The initiative has deployed multiple competitive grant rounds totaling well over $100 million. In 2019, DOE announced $33.5 million through a Funding Opportunity Announcement targeting deep energy retrofit and new construction technologies. That was followed by a $26.3 million award to 40 competitively selected projects focused on industrialized construction innovations, and a $31.8 million award to seven project teams to demonstrate whole-building retrofit approaches targeting thermal energy load reductions of at least 50-75%. Most recently, DOE allocated $32 million to seven awardees to test next-generation renovation techniques in low-income communities, covering fast and affordable building upgrades including prefabricated wall retrofits and drop-in HVAC replacements.

Demonstration projects include Oak Ridge National Laboratory, which is piloting a modular exterior panel retrofit solution using advanced manufacturing techniques, and Syracuse University, which is testing a whole-building dormitory retrofit with prefabricated envelope components. Both projects receive support from state-level partners, including university research offices and state energy agencies. DOE's ABC Collaborative, led by the Rocky Mountain Institute with $5 million in DOE funding, coordinates building owners, manufacturers, architects, contractors, utilities, and research institutions to scale industrialized construction solutions.

Industry research underscores the urgency. According to McKinsey, modular and prefabricated construction can cut project timelines by 20-50% and reduce costs by up to 20%, while improving quality control. Yet the construction sector has been slow to adopt digital tools at scale. A Bluebeam survey cited by the American Society of Civil Engineers found that 52% of architecture, engineering, and construction respondents still use paper during the design phase, and just 27% actively use AI tools. Meanwhile, according to Deloitte's 2026 Engineering and Construction Industry Outlook, the industry faces a projected shortfall of 499,000 workers in 2026, up from 439,000 in 2025, intensifying pressure to adopt productivity-enhancing technologies.

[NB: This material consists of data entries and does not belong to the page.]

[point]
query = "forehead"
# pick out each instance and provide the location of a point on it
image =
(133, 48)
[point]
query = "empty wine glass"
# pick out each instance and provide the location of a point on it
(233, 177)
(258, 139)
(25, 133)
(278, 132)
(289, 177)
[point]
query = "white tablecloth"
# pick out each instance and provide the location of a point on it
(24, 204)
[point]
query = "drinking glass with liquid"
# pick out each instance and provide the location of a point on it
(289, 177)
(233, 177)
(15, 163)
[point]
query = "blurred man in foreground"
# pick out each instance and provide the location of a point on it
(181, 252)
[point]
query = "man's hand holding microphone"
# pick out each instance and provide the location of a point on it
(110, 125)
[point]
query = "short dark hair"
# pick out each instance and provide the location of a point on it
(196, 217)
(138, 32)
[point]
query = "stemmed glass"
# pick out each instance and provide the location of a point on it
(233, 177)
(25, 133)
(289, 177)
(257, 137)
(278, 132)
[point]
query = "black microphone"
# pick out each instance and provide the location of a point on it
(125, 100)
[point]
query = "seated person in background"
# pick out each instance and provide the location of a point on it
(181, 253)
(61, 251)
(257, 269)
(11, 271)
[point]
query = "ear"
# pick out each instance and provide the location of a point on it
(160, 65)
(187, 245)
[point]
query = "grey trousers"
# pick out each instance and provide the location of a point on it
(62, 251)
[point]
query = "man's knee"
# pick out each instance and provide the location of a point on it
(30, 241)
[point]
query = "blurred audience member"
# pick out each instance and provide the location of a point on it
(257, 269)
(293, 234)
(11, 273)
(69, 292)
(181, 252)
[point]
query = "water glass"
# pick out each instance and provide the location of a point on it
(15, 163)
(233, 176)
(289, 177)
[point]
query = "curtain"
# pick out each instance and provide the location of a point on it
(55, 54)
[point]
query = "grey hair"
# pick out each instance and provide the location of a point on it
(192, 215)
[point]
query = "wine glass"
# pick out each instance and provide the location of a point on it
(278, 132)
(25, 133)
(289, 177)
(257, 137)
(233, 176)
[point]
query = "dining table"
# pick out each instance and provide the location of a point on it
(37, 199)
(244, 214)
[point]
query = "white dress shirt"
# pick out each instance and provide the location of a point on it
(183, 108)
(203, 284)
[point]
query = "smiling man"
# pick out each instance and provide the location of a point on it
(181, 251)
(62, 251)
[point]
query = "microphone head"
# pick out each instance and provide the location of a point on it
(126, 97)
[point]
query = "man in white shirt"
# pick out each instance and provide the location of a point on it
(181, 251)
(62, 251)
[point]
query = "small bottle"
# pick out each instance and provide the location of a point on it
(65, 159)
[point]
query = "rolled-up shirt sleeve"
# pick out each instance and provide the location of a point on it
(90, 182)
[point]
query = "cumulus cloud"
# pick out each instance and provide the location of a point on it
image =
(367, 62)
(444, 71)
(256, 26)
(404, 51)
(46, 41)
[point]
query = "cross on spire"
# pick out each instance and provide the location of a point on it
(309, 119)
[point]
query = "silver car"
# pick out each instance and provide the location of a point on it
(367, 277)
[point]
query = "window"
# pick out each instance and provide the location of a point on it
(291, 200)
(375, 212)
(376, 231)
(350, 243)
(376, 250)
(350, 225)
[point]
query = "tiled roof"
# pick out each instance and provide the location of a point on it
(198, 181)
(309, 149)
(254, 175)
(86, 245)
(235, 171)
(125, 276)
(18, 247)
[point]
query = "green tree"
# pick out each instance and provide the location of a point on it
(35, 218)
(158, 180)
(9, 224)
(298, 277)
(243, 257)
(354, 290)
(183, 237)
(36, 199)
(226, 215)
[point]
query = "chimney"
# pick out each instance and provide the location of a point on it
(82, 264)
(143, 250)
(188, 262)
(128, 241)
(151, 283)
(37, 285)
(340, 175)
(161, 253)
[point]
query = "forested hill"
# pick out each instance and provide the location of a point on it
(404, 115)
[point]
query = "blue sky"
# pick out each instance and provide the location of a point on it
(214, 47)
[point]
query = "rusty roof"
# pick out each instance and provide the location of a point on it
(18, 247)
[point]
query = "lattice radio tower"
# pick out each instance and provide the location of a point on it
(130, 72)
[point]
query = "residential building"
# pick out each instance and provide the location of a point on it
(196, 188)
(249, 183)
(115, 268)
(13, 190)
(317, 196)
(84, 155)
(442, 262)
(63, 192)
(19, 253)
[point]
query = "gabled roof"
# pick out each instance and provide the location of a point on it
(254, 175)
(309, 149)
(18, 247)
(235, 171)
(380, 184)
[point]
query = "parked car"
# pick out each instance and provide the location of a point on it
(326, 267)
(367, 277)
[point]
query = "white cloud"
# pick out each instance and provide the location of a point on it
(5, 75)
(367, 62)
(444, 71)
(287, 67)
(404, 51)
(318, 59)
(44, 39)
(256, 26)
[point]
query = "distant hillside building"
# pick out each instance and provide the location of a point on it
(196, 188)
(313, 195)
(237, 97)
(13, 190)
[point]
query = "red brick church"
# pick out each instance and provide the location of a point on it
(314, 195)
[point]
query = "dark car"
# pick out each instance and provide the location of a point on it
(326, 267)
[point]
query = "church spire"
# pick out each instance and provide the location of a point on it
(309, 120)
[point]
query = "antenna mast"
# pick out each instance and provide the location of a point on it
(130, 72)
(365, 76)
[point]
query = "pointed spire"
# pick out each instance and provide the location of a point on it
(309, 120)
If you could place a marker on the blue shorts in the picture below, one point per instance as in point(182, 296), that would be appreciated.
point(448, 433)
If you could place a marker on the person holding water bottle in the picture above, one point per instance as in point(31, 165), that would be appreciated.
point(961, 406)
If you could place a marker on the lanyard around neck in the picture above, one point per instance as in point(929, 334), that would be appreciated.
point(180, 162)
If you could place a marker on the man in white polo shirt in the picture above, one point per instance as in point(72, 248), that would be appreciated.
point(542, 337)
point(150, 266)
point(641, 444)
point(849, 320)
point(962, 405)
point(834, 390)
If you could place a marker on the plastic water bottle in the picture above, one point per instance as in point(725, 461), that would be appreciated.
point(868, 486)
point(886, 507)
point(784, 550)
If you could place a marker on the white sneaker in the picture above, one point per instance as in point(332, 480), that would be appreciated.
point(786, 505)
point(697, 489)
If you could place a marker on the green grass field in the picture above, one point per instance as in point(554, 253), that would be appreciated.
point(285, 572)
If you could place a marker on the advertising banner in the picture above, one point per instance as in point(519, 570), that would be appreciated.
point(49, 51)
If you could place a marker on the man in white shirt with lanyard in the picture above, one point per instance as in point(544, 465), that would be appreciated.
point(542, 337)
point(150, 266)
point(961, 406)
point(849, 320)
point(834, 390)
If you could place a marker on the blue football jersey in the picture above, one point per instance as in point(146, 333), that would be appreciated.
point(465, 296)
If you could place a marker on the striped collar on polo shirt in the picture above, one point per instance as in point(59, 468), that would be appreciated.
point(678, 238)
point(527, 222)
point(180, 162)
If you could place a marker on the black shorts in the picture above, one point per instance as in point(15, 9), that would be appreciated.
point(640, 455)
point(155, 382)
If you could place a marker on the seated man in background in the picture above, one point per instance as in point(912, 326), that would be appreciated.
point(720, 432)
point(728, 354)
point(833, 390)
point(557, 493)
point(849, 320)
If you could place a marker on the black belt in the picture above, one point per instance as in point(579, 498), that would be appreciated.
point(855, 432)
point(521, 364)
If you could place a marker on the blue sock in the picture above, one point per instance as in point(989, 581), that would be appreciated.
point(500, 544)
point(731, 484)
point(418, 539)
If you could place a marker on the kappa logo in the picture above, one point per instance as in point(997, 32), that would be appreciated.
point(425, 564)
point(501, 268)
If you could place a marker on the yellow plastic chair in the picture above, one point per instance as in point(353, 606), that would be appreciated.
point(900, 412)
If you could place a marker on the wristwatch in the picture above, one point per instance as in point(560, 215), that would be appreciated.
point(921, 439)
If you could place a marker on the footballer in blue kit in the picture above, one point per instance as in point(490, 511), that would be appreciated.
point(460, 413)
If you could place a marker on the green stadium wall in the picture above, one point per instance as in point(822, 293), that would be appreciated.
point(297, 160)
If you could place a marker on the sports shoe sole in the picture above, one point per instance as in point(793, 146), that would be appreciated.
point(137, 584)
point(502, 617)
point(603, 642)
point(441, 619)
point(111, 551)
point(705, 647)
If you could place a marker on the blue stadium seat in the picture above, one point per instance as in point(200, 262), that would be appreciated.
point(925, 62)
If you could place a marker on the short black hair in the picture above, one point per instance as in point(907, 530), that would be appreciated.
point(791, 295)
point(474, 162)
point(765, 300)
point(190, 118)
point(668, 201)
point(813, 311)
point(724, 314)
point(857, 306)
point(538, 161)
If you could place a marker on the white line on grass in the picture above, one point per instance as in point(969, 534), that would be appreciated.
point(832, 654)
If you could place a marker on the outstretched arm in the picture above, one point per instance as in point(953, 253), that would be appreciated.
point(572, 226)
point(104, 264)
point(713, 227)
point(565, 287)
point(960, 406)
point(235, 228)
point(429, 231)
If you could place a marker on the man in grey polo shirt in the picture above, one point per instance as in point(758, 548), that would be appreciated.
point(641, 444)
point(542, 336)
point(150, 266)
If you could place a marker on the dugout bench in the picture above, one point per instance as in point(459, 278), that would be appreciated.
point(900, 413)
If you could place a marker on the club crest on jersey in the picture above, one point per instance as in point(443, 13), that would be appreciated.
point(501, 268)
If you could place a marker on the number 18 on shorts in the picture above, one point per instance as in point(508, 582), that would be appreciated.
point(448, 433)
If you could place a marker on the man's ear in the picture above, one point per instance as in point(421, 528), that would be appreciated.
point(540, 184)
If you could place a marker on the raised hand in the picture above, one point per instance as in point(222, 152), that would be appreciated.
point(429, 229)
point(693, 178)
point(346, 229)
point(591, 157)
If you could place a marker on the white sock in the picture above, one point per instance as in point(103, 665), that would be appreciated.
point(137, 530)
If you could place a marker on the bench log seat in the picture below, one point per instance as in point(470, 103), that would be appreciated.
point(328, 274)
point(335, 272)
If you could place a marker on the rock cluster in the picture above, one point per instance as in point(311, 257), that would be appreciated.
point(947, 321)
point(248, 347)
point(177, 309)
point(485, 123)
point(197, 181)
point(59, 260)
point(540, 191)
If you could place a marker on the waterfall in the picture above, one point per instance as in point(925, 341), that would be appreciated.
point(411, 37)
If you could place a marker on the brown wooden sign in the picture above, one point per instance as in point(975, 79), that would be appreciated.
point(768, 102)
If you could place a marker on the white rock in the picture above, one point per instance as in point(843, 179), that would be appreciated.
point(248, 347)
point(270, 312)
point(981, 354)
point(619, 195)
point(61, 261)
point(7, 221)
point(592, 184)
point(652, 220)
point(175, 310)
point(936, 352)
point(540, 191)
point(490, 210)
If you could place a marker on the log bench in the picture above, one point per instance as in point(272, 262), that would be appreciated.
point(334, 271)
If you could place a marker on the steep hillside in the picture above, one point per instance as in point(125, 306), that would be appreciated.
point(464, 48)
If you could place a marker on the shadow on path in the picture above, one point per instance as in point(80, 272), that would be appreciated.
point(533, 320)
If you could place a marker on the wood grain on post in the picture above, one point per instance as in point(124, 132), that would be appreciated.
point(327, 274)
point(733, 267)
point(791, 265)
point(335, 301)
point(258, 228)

Tariff headwinds are also complicating the outlook for modular supply chains. The effective tariff rate for construction goods climbed to a 40-year high of 25% to 30% in 2025, according to Deloitte, with steel and aluminum tariffs reaching up to 50%-raising component costs for prefabricated assemblies and off-site manufacturing.

Outlook

The ABC Initiative's structure of competitive grants paired with multi-stakeholder coordination through the ABC Collaborative is expected to continue generating scalable demonstration models that state energy offices, utilities, and universities can replicate. According to DOE, the program is designed to "accelerate innovations coming out of RD&D through commercialization and scaling." As cloud-native digital twins and AI-enabled site analytics become more standard across engineering and construction firms, according to Deloitte, pressure on federal programs to establish interoperability standards and workforce training frameworks is expected to grow. Supply chain constraints for modular components and the pace of cross-sector digital adoption remain the primary variables determining how quickly ABC-funded models reach mainstream deployment.